Published 5:27 PM EDT Jun 30, 2019

The newest gadgets that Comcast sells cant tune into its TV service or plug into its wired broadband.

Instead, the LTE-enabled Apple Watches it began offering Friday, like the cellular-equipped iPads it started selling Wednesday, connect to Comcasts Xfinity Mobile. The low-cost wireless service that Comcast launched in April 2017 runs on Verizon Wirelesss network but requires a subscription to Comcasts residential Internet.

Comcast has company in offering cheap, resold wireless connectivity to its broadband subscribers. Spectrum introduced its own Verizon-based service, Spectrum Mobile, to its own Internet subscribers last September, and Altice plans to bring a Sprint-based offering to its Optimum subscribers sometime this summer.

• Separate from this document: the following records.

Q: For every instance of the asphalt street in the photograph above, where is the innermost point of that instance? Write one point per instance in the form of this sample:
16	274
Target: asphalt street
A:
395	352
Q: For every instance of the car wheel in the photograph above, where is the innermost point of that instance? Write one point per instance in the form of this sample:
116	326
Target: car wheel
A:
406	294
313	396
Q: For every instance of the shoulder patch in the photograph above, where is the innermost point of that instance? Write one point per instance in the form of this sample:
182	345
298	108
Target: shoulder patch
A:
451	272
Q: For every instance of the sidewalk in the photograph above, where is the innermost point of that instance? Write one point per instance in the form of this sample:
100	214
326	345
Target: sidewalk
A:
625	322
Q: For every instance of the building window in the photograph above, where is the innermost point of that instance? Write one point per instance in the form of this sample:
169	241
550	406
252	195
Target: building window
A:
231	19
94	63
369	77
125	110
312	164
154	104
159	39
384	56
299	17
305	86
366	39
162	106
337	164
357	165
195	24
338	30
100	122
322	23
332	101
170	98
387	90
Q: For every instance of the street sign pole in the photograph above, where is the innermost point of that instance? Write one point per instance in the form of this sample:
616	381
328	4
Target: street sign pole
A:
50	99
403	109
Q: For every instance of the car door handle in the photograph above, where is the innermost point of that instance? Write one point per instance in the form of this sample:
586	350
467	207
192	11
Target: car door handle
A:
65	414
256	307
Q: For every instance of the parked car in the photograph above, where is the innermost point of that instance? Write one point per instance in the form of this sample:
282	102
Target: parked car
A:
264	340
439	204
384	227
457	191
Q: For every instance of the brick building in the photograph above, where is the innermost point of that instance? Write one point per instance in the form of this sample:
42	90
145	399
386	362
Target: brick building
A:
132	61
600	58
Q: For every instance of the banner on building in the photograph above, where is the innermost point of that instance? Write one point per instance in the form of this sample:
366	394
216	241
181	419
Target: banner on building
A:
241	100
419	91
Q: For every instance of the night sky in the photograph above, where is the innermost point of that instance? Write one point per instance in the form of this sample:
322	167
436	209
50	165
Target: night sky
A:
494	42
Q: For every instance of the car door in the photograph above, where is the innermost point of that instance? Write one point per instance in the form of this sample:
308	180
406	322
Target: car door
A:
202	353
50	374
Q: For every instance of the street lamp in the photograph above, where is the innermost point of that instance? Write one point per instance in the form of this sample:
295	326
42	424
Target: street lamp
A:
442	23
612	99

Cable operators may have consistently poor customer-satisfaction scores, but these new wireless options can offer exceptional bargains.

At Xfinity Mobile, you can either pay $12 per gigabyte or $45 for “unlimited” – meaning your connection slows at 20 GB and mobile hotspot speeds stop at a near-useless 600 kilobits per second. Putting an Apple Watch or iPad on a plan adds $10 a month.

Spectrum Mobile, meanwhile, charges $14 per GB or $45 for “unlimited” (with a 5 GB data cap for mobile hotspot use and everything slowed after 20 GB), and those prices include taxes and regulatory fees. Tablets require a separate plan.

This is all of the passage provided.